Tom's Blog

Saturday, March 23, 2019

Protecting trees in a bur oak savanna burn






 The south-facing slope at Pleasant Valley Conservancy is a good example of a bluffprairie. Such bluff prairies are common in the Driftless Area. However, although most of these sites are called “prairie”, most of them are actually bur oak savannas.

In a well-restored site, fire is the principal management tool, but there are significant difficulties when trees are present. Because of the steep topography (slopes up to 75 degrees), even in the absence of wind, head-fire flame heights can be 15-20 feet (occasionally even higher).

The bur oak trunk is very fire resistant, but its branches are less so and with high flame heights can be easily damaged. Thus, despite the recognized fire tolerance of the bur oak, even large trees can become seriously harmed.

When we first started burning the South Slope at PVC, the fuel was very spotty and fire did not carry well, so we mostly burned as a head-fire. Annual burns, accompanied by brush control and overseeding, gradually turned the South Slope into a tallgrass savanna. It was about burn year 5 that fire with high flame heights carried up into the bur oaks. Lots of branches caught on fire, and mop-up was a major problem.

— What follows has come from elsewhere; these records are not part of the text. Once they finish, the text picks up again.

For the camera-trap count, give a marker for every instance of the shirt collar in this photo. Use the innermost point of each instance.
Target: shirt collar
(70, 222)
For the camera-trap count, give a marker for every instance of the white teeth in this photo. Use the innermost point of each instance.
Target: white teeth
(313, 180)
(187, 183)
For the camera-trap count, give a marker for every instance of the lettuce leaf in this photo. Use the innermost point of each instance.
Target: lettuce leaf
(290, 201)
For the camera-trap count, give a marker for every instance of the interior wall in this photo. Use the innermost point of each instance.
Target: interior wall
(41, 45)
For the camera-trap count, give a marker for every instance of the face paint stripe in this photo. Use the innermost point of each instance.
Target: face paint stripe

Since then we have tried to back burn the South Slope, especially its bur oak component. A few years later we added tree-centered spotfiring as an additional protection, especially for the smaller trees.

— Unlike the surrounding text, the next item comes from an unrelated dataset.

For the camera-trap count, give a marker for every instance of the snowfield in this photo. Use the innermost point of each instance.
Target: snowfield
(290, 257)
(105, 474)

The photos below show how we did the South Slope burn this year.

Starting the burn at the top of the South Slope. Depending on fire behavior, a second drip torch may be used to speed up the process.

Far end of the ridge. Backburning around ancient bur oaks

Above: Tree-centered spot firing small bur oaks. The blackened area protects the saplings from a  possible head fire.

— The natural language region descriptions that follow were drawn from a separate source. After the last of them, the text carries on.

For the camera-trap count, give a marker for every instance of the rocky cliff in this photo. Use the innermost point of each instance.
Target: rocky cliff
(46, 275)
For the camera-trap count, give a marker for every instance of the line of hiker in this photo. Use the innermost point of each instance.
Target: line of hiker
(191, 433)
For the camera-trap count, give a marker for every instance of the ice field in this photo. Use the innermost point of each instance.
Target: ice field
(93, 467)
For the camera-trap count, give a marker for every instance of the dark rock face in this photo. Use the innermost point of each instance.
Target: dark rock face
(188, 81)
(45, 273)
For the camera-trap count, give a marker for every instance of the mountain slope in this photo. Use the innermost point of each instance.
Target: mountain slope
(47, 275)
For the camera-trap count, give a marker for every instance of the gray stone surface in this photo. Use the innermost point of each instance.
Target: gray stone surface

Above. Later stage. The blackened areas have grown larger.



Above. Later stage. The black areas have coalesced and the continuous fire line is backing through the tallgrass prairie.




Once the bur oaks are completely in the black, the burn can be speeded  up by lighting a head-fire from the bottom.



The bur oaks are now "safe" in the black. The lower area is darker because it was burned as a head-fire.
The burn was done on March 21, 2019. Amanda was the burn boss.






















1 Comments:

Blogger Jake Lloyd said...

What would have been the natural/historic management of a prairie/savanna such as the south slope where steep topography would have created extremely intense grass fires? Is it fair to say that there wouldn't have been any trees on the slope? Or are you just being extra cautious about preserving the old bur oaks?